Flybe, niegdyś największa regionalna linia lotnicza w Europie, dwukrotnie upadła; bmi i jego tania spółka bmibaby dawno już nie istnieją; a kilka węzłów komunikacyjnych w Wielkiej Brytanii zamknęło swoją działalność komercyjną w ciągu ostatnich 20 lat, w tym Doncaster Sheffield w 2022 r., Blackpool w 2014 r. i Plymouth w 2011 r.
Ponadto linie lotnicze zmieniły swoje priorytety na osiąganie większych zysków z usług krótkodystansowych poza Wielką Brytanią.
Konsultant ds. lotnictwa Gavin Eccles powiedział, że kluczowi niskokosztowi przewoźnicy, tacy jak easyJet i Ryanair, „zamawiają większe samoloty, co oznacza, że mogą latać na dłuższych dystansach”.
„Muszą obsługiwać trasy, na których dominują opcje dodatkowe (bagaż, miejsca siedzące), a na trasach krajowych chodzi bardziej o dojazdy do pracy, a zatem mniejsze szanse na uzyskanie dodatkowych przychodów” – wyjaśnił.

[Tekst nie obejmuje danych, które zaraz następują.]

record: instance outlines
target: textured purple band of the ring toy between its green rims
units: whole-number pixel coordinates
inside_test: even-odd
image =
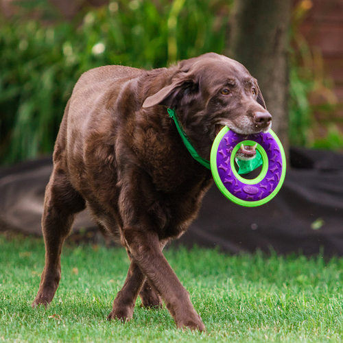
[[[235,177],[231,169],[231,153],[234,147],[241,141],[255,141],[259,143],[268,156],[269,167],[267,174],[261,182],[255,185],[247,185],[241,182]],[[279,145],[272,137],[272,134],[268,132],[244,136],[233,132],[233,130],[228,130],[222,141],[220,141],[217,150],[217,170],[220,179],[226,189],[241,200],[257,201],[269,196],[280,182],[282,163]]]

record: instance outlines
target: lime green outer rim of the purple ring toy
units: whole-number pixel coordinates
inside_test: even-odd
[[[218,147],[220,145],[220,142],[222,141],[224,135],[226,134],[226,132],[228,132],[228,130],[230,130],[230,129],[227,126],[224,126],[224,128],[222,128],[222,130],[220,130],[220,132],[217,134],[217,137],[215,137],[215,140],[213,141],[213,144],[211,147],[210,163],[211,163],[211,172],[212,172],[213,179],[215,181],[215,185],[217,185],[218,189],[220,189],[220,191],[224,194],[224,196],[226,196],[226,198],[228,198],[228,200],[231,200],[232,202],[235,202],[236,204],[239,204],[241,206],[246,206],[246,207],[261,206],[261,205],[269,202],[270,200],[272,200],[272,198],[274,198],[274,196],[276,196],[276,194],[279,193],[279,191],[283,185],[283,181],[285,180],[285,175],[286,175],[285,150],[283,150],[283,146],[281,144],[279,137],[276,136],[274,131],[269,130],[270,134],[272,135],[272,137],[275,139],[277,145],[279,146],[279,149],[281,152],[283,167],[282,167],[282,172],[281,172],[281,177],[280,177],[279,183],[276,186],[276,188],[274,189],[274,191],[272,191],[272,193],[270,193],[270,195],[265,197],[264,199],[257,200],[257,201],[241,200],[241,199],[237,198],[236,196],[234,196],[232,193],[230,193],[226,189],[222,180],[220,179],[220,176],[219,176],[219,173],[217,170],[217,150],[218,150]],[[261,148],[264,151],[263,147],[261,147]],[[235,155],[231,155],[231,156],[235,156]],[[263,160],[263,167],[264,167],[264,160]],[[262,171],[261,171],[261,173],[262,173]],[[261,173],[260,173],[260,175],[261,175]],[[259,178],[259,176],[257,177],[257,179],[258,178]],[[253,180],[255,181],[256,179],[253,179]],[[246,180],[244,182],[246,182]]]

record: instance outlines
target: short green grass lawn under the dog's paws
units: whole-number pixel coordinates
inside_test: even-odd
[[[106,320],[126,277],[122,248],[65,246],[48,309],[31,308],[43,240],[0,235],[0,248],[0,342],[343,342],[342,258],[167,249],[206,326],[198,333],[140,300],[130,322]]]

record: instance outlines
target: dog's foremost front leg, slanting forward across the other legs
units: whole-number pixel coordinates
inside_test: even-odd
[[[158,235],[151,230],[130,226],[123,228],[123,237],[132,259],[161,294],[176,325],[203,331],[204,324],[193,308],[188,292],[163,256]]]

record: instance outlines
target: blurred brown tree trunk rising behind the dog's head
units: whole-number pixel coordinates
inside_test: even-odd
[[[236,0],[228,36],[228,56],[257,78],[273,116],[273,130],[288,154],[287,43],[290,0]]]

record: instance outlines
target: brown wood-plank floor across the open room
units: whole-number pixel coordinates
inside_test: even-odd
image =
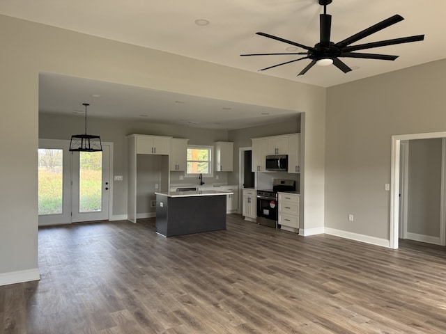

Przeczytaj więcej ze Sky News:
Epstein nazwał Trumpa „niebezpiecznym”
Jak muzyka generowana przez sztuczną inteligencję nas oszukuje
Rzeczywiście, wiele istniejących lotnisk – jak Southampton, Norwich i Exeter – opiera się obecnie głównie na sezonowych lotach rekreacyjnych.
Loty krajowe ograniczają się zazwyczaj do lotów dowozowych do ośrodków dalekobieżnych, np HeathrowAmsterdamie i Dublinie, a także tak zwane usługi ratunkowe dla odległych regionów, głównie w Szkocja I Irlandia Północna.
Według Urzędu Danych Kolejowych i Drogowych liczba przewozów pasażerskich wzrosła z około 1,08 miliarda w sezonie 2005/06 do 1,73 miliarda w roku 2024/2025, co oznacza wzrost o około 60% przedsiębiorstwa kolejowe.